Back in March, Argos ran a hackathon in its office above one of its new digital concept stores in Victoria, London. 50 people turned up – developers, techy types and others – from Argos, as well as start ups, and the likes of Google, Paypal and Argos’ tech partner Accenture.
“They did it out of the goodness of their hearts and because they want to make stuff happen,” Argos’ head of digital innovation Neil Tinegate tells PCR.
“We started off with one question – how can we improve the customer experience digitally? We had a lot of ideas up on that wall over there – tons of post-it notes. We had different categories and areas, and some kids came up.
“We asked, how can we replicate some of those experiences you have as a child with the Argos catalogue? For example, tearing out pages and circling products, for example. There was a bunch of other stuff too – fulfillment and customer service etc.
“Everyone got to vote for what their favourite idea was – we had 22 ideas and picked the top eight to work on over those two days. Then everyone got split into teams – they didn’t know each other beforehand.
Argos’ digital hub where it hosts hackathons
“So we got eight prototypes. We did a show and tell that had a bit of a competitive edge. We offered some silly prizes for those who wrote the most lines of code or travelled the furthest, for example, and a big bottle of champagne for the winners, so it was a fun idea.”
The winning idea was for the Argos Christmas Wish List app for kids, which was was released on October 14th and its download numbers have passed five figures. It has a dwell time of almost 15 minutes, with open and click rates at around 50 to 60 per cent.
Tinegate says the hackathons have encouraged other parts of Argos to work differently, smarter and with a digital focus.
And this digital transformation has come from the top. Tinegate was brought in by Argos’ chief digital officer Bertrand Bodson, who himself was originally hired by Argos’ parent Home Retail Group CEO John Walden.
“This hackathon is part of a cultural shift – a change going on at Argos behind the scenes. Now we’re starting to show some of the front end of that change. The ad campaign, the new stores, the app. They’re all joined together,” adds Tinegate.

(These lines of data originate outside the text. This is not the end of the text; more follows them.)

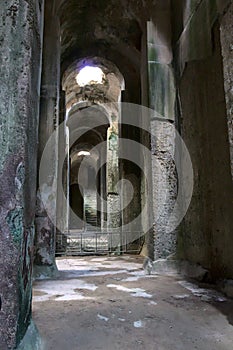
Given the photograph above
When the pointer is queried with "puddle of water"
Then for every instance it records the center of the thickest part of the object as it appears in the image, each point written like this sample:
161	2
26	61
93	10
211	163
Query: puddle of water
139	324
136	292
102	318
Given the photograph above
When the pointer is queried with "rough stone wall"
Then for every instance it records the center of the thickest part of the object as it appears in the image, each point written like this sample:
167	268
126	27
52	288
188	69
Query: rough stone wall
207	232
162	95
44	262
226	30
164	187
20	40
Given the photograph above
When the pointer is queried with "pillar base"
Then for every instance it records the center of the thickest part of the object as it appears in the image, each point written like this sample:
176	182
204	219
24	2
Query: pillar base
32	339
45	271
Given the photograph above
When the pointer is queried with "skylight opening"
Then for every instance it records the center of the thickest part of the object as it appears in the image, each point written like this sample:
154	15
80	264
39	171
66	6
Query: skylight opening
90	76
84	153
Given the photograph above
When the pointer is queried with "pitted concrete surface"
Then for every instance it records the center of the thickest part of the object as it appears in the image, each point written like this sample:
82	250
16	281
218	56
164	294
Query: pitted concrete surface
109	303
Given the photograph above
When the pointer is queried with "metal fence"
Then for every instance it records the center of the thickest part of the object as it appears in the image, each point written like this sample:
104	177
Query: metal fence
98	242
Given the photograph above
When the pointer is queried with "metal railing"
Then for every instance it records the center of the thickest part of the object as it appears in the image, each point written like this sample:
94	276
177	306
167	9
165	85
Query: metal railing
111	241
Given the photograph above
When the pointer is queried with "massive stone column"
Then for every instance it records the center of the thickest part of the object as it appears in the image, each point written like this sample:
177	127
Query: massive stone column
226	30
20	57
44	264
162	96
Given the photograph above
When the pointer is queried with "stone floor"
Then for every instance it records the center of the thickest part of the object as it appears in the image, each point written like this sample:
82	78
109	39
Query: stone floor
108	303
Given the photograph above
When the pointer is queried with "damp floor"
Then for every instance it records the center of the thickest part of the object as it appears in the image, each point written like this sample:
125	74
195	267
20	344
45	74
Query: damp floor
109	303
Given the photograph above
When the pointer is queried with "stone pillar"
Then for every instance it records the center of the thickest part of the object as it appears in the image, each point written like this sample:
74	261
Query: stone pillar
162	95
44	264
113	198
226	30
21	24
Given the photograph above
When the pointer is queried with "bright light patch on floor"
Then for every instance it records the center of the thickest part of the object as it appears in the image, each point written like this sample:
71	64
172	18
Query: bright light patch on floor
83	153
90	75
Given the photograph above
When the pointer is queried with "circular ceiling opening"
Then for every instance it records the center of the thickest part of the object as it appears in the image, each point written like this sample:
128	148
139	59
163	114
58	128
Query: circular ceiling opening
84	153
89	76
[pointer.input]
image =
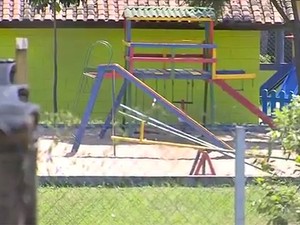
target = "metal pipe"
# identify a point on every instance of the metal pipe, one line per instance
(159, 127)
(145, 141)
(224, 152)
(240, 180)
(142, 130)
(191, 138)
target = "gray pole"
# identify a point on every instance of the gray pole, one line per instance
(240, 181)
(18, 120)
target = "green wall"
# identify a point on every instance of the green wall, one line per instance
(236, 50)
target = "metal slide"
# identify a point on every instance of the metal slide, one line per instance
(102, 69)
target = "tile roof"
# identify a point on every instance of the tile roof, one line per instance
(255, 11)
(168, 12)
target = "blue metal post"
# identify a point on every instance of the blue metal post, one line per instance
(128, 63)
(113, 109)
(279, 47)
(240, 180)
(88, 109)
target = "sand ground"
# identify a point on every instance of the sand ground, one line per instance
(99, 158)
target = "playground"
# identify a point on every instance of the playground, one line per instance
(134, 134)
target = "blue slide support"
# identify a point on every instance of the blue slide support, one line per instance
(113, 110)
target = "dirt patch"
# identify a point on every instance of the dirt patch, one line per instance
(99, 158)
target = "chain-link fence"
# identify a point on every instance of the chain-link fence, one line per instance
(270, 44)
(136, 184)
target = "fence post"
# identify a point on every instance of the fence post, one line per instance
(21, 60)
(240, 181)
(18, 120)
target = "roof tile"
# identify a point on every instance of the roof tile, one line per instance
(258, 11)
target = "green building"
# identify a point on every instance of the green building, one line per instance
(237, 35)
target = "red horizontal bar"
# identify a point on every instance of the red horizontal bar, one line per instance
(167, 55)
(106, 75)
(159, 59)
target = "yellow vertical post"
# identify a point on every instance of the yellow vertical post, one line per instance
(142, 131)
(214, 64)
(21, 76)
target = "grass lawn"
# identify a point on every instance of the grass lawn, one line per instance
(141, 206)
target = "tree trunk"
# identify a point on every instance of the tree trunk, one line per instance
(55, 105)
(296, 32)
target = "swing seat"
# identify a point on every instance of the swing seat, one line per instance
(233, 75)
(92, 72)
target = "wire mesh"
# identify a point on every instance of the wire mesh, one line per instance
(141, 184)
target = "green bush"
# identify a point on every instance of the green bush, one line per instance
(281, 200)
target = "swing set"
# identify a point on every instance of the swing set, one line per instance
(137, 76)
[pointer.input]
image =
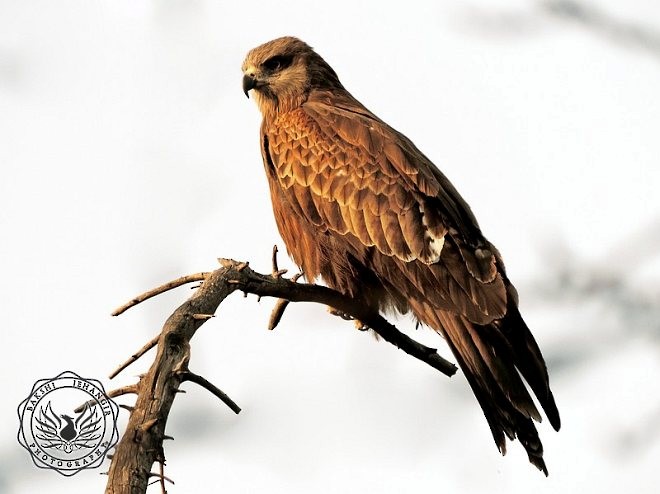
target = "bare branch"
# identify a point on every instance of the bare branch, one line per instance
(142, 443)
(148, 346)
(209, 386)
(158, 290)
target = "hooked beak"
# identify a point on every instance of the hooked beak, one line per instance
(249, 82)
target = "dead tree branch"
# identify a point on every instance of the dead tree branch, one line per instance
(142, 443)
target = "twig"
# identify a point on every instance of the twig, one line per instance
(209, 386)
(148, 346)
(280, 307)
(124, 390)
(158, 290)
(142, 443)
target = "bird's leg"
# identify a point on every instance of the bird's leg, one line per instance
(277, 273)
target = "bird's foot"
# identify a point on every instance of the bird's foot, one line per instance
(359, 325)
(338, 313)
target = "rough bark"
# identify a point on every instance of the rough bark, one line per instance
(142, 443)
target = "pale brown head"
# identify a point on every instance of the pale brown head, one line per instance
(282, 72)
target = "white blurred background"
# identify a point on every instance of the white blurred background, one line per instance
(129, 156)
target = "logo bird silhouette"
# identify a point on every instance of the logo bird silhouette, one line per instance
(64, 433)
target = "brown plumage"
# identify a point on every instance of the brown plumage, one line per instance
(360, 206)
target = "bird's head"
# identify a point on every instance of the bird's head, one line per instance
(282, 72)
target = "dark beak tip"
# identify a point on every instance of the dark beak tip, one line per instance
(249, 82)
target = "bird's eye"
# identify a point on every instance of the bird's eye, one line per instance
(278, 62)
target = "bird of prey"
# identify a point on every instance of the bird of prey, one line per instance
(359, 205)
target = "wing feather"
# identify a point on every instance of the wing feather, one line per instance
(350, 173)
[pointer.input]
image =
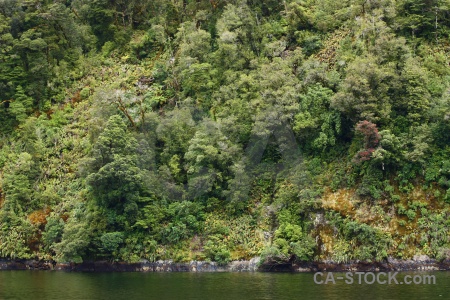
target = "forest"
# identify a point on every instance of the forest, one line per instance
(221, 130)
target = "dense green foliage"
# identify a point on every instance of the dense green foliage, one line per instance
(224, 129)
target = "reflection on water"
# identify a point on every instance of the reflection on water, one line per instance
(61, 285)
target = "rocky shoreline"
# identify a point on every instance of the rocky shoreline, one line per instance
(418, 263)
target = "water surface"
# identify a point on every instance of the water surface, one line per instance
(63, 285)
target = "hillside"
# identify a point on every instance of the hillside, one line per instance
(224, 130)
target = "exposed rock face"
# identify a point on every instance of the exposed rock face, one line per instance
(416, 264)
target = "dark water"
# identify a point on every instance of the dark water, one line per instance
(61, 285)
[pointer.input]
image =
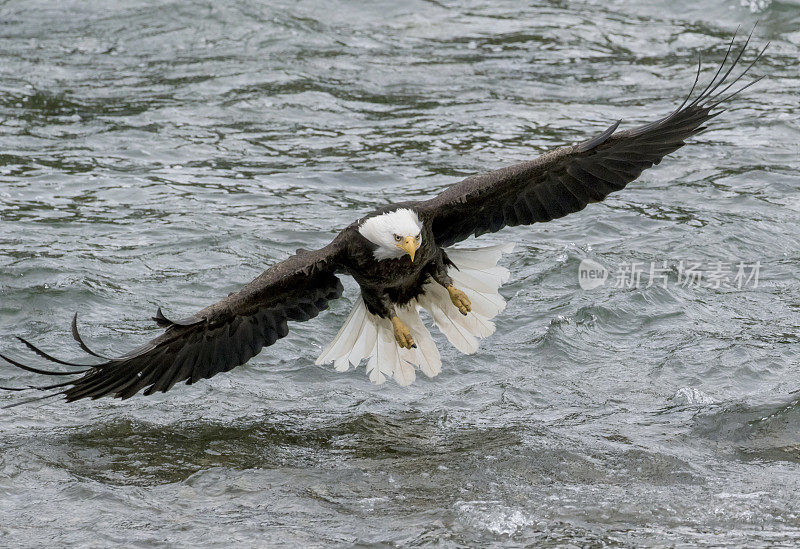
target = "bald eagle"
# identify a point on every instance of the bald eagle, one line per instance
(402, 258)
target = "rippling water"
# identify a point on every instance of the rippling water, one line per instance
(164, 154)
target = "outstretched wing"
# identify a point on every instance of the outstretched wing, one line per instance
(216, 339)
(567, 179)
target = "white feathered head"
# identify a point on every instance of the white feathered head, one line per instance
(395, 233)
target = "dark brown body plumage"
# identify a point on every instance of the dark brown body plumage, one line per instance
(231, 331)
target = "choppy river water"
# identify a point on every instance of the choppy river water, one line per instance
(166, 153)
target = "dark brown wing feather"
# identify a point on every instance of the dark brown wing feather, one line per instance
(567, 179)
(216, 339)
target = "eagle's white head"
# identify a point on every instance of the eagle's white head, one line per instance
(394, 233)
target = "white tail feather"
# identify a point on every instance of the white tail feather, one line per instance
(365, 335)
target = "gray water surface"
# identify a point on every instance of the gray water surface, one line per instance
(163, 154)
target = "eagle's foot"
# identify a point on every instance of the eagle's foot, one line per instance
(402, 334)
(459, 299)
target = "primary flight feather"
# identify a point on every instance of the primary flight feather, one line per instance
(400, 257)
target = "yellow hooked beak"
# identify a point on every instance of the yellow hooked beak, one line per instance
(409, 245)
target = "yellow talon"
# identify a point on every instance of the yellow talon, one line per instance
(460, 300)
(402, 334)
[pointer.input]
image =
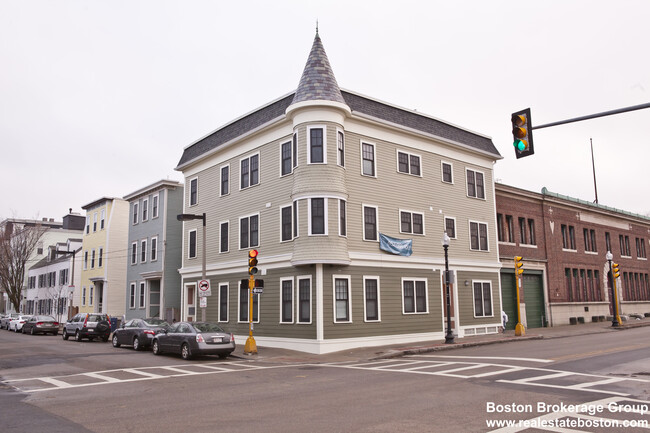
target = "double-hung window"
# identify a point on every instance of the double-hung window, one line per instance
(250, 171)
(482, 299)
(249, 231)
(475, 184)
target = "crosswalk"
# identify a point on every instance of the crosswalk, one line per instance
(125, 375)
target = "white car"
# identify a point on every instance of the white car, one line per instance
(16, 324)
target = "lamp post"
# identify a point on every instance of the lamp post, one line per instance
(609, 256)
(189, 217)
(449, 337)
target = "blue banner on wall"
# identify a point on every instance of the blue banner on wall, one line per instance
(403, 247)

“From all areas of the business, we’re saying, actually we should get a team together and spin off some prototypes, and make things happen a bit quicker. And that’s what it’s all about.
“We want to do quick turnarounds on prototypes and get them in front of customers. So we actually go downstairs show prototypes to customers in-store, or we’ll ask them to come up here. The same with store colleagues – we’ll get them involved too. So that ethos and culture is what this office is about, and it’s been picked up quite a lot by the rest of Argos.”
Argos Hackathon March 2014 from Double8 Moving Pictures on Vimeo
“Other [ideas from the hackathon] have ended up in other projects, too.
“So we did this hackathon in March with coders and prototypes, but there was also a business leadership one in July. We took 200 managers out of the business for a day and they were given a series of business problems, it was about understanding agile ways of working and how multifunctional teams can come together. We purposefully mixed people from finance, marketing, logistics etc and said ‘okay, six of you, go and solve this business problem’.
Argos’ training team did a similar event, too, as did its digital marketing team. Argos is also planning another hackathon in February/March 2015.
Are we going to see more big companies and large national retailers embracing edgy and innovative hackathons? Are Argos’ rivals like to produce similar apps?
“Yep and that’s the thing with digital – it’s copyable,” Tinegate admits. “I think what we’ve got though is 40 years of experience in creating catalogues and something that kids and families already traditionally use at Christmas. It’s basically what we’re doing with the kids’ app – the creative element of circling toys and pulling bits out and creating a wishlist. I think we’ve certainly stolen a march on [rival retailers]. I’d be flattered if they copy it. I think we can probably do a bit better.
“But because it’s already done very well on the soft launch, could we do something similar? Could it become a birthdays wish list? Could we move towards doing other types of wish lists – not just for kids? So we’re encouraged by the numbers, we definitely want to learn from it and take those learnings into other things.
“I think next Christmas we’ll come back with something like this, but we will have learnt and improved it. It’s part of that learning culture, it’s never quite finished, you’ve always got something to improve on.”
Argos has certainly moved on leaps and bounds over the past few years, with a strong digital focus, tablet catalogues in stores and a drive towards online sales.
With its emphasis on exploring new digital content and themes through hackathons and unconventional means, who knows how Argos could help shape the future of retail going forwards.